Duke University researchers have demonstrated ‘InSight’ app for Google Glass
New Scientist has recently revealed in a report that researchers at Duke University demonstrated the `InSight' app - the first, somewhat creepy, app for Google Glass - at a technology conference in Georgia last week.
The `InSight' app - which has partly been funded by Google - can help the users of Google's high-tech glasses to pick out their friends in a crowd by recognizing them from the clothes they have worn, even if their backs are turned.
According to the details shared in the research paper of the InSight app, the system essentially helps create a "self-fingerprint" of the user's clothing with "a few opportunistic pictures" that their friends have clicked, using a companion app on their smartphones, when the user is checking e-mail, surfing the Internet, or doing other such things.

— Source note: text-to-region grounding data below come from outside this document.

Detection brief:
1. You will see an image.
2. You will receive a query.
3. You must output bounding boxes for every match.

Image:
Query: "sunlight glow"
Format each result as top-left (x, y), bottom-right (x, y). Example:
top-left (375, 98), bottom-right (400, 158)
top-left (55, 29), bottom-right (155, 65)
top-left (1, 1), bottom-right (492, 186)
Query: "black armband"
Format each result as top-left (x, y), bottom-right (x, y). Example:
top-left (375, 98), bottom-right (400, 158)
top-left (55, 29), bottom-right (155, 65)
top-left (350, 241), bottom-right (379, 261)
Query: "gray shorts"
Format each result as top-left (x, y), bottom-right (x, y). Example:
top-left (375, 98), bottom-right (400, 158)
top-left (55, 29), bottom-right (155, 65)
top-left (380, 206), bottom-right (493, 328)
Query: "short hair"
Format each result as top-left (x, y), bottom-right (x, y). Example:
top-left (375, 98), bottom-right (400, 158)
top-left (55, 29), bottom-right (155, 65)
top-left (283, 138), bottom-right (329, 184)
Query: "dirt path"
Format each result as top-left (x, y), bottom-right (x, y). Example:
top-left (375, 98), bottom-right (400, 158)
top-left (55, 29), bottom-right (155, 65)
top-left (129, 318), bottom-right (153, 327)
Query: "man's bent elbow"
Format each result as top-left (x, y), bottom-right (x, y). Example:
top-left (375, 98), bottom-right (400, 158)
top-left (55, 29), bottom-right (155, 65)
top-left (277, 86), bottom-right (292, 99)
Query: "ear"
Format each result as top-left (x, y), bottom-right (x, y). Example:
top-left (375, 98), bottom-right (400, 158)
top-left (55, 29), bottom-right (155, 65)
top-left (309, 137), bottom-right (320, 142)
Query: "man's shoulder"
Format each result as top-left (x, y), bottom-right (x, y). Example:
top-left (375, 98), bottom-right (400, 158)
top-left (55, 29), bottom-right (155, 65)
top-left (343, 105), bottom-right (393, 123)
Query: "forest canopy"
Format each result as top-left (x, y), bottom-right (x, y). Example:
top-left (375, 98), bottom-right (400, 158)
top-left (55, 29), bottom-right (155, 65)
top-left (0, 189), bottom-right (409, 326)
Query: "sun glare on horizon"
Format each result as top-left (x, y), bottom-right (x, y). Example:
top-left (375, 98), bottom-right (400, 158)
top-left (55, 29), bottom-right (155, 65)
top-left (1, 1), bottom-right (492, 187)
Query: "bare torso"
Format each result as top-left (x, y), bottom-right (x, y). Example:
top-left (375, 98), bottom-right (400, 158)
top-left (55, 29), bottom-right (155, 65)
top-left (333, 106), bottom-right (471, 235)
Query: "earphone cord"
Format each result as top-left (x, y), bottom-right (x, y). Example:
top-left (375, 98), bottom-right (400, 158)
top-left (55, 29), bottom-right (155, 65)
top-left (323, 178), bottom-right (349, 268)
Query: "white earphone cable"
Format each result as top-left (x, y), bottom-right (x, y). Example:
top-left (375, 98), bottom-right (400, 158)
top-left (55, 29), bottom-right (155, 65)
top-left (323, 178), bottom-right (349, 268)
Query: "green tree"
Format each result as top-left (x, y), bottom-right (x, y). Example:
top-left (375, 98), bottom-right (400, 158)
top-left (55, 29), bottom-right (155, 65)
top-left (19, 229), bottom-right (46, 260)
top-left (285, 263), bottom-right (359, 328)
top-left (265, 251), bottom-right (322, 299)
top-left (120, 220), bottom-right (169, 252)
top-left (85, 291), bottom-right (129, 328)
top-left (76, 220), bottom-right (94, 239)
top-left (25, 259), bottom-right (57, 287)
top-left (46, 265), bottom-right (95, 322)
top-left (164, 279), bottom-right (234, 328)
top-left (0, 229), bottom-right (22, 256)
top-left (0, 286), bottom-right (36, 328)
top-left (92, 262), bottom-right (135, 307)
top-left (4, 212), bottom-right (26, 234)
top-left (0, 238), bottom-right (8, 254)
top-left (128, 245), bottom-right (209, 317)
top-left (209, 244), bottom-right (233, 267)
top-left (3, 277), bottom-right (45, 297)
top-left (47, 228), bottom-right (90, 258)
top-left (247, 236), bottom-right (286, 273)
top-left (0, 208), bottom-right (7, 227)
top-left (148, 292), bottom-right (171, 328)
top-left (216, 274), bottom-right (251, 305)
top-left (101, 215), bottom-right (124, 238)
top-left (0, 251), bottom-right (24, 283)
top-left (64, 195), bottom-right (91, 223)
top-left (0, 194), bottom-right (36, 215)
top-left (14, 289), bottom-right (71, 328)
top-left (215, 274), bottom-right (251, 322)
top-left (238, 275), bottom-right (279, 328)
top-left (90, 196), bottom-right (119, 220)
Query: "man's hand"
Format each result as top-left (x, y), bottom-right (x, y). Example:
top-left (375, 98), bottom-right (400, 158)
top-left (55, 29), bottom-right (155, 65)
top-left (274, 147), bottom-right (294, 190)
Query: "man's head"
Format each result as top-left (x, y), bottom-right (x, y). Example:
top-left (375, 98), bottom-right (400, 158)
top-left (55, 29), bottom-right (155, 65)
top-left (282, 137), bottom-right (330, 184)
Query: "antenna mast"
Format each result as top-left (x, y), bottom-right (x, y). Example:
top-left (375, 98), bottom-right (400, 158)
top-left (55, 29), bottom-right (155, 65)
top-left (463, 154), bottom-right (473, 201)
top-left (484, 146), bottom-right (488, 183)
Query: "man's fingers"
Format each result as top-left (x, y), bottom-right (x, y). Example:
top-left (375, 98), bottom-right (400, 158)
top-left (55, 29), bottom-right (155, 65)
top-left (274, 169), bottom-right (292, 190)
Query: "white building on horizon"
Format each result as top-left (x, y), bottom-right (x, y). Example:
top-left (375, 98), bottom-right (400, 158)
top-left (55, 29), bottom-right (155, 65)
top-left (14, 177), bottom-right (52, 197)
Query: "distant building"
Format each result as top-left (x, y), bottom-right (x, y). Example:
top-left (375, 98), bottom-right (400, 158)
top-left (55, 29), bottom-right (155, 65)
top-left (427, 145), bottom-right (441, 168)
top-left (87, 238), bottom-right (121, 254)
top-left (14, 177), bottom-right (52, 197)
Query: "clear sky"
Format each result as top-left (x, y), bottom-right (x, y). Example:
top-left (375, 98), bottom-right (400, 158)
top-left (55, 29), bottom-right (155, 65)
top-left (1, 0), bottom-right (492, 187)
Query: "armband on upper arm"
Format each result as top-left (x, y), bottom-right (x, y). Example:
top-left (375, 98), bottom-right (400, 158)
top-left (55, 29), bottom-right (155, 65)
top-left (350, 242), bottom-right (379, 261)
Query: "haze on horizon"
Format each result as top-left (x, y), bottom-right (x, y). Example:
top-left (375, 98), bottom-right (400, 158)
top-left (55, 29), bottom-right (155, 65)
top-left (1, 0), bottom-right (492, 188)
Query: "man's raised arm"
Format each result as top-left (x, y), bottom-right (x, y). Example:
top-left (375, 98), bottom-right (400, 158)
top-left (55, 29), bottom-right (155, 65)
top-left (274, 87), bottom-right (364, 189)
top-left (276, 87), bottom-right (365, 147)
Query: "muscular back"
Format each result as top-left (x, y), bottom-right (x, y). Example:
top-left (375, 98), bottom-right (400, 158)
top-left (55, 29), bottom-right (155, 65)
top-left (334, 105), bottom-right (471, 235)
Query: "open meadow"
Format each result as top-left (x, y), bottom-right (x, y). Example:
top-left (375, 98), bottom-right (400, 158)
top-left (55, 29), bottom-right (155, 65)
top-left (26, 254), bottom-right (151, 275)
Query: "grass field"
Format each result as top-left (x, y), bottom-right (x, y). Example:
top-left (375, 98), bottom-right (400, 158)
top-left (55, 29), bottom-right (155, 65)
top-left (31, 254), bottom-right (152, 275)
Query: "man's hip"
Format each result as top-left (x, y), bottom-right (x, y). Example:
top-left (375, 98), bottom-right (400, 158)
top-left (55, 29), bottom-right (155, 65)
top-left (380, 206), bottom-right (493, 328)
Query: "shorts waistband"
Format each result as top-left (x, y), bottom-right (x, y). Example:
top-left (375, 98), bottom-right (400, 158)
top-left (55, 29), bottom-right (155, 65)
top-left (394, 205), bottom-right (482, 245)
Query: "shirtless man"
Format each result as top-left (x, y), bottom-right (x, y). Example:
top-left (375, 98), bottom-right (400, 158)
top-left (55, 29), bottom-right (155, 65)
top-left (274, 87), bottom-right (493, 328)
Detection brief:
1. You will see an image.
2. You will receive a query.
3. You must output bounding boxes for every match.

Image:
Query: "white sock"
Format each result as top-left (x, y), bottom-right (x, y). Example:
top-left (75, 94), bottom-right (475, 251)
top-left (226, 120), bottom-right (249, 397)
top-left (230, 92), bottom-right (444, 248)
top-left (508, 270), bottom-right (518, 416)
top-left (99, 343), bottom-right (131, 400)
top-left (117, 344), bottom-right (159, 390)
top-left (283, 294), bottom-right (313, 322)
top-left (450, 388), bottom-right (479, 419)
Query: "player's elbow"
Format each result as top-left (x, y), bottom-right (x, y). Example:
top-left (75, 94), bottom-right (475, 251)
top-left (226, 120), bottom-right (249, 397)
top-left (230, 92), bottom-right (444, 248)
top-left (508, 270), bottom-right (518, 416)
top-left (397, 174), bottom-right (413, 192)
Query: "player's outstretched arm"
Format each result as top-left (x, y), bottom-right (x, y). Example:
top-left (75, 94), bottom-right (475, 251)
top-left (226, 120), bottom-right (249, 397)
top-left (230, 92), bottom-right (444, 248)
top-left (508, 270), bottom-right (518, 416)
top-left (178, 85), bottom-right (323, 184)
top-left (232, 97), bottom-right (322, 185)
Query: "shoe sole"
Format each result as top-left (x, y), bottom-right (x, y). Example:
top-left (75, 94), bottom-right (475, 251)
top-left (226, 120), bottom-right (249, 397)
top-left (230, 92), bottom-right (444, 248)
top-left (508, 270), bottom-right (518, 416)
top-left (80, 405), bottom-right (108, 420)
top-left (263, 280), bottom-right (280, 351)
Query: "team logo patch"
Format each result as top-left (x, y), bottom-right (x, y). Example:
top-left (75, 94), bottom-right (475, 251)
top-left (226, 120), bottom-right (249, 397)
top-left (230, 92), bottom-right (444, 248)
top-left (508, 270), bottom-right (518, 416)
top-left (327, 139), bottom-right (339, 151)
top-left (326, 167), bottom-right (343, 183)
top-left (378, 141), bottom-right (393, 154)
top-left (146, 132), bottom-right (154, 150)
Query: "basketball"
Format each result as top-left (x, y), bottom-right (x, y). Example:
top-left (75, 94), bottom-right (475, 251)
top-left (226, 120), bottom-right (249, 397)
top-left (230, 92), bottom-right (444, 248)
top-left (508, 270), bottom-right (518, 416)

With the help of the Internet or Bluetooth, the "self-fingerprint" of the person's clothing can then be shared with Google Glass users; thereby facilitating the high-tech glasses in matching the attire that is seen against the InSight app's database of self-fingerprints.
For improving the accuracy in the identification of friends via InSight's "self-fingerprints," the research paper also describes some other possible methods, like clicking a short video to determine the "motion vector" of a person. Moreover, once the InSight system recognizes someone, it can add more information to self-fingerprints, and can thus pick out a person in a crowd even more easily.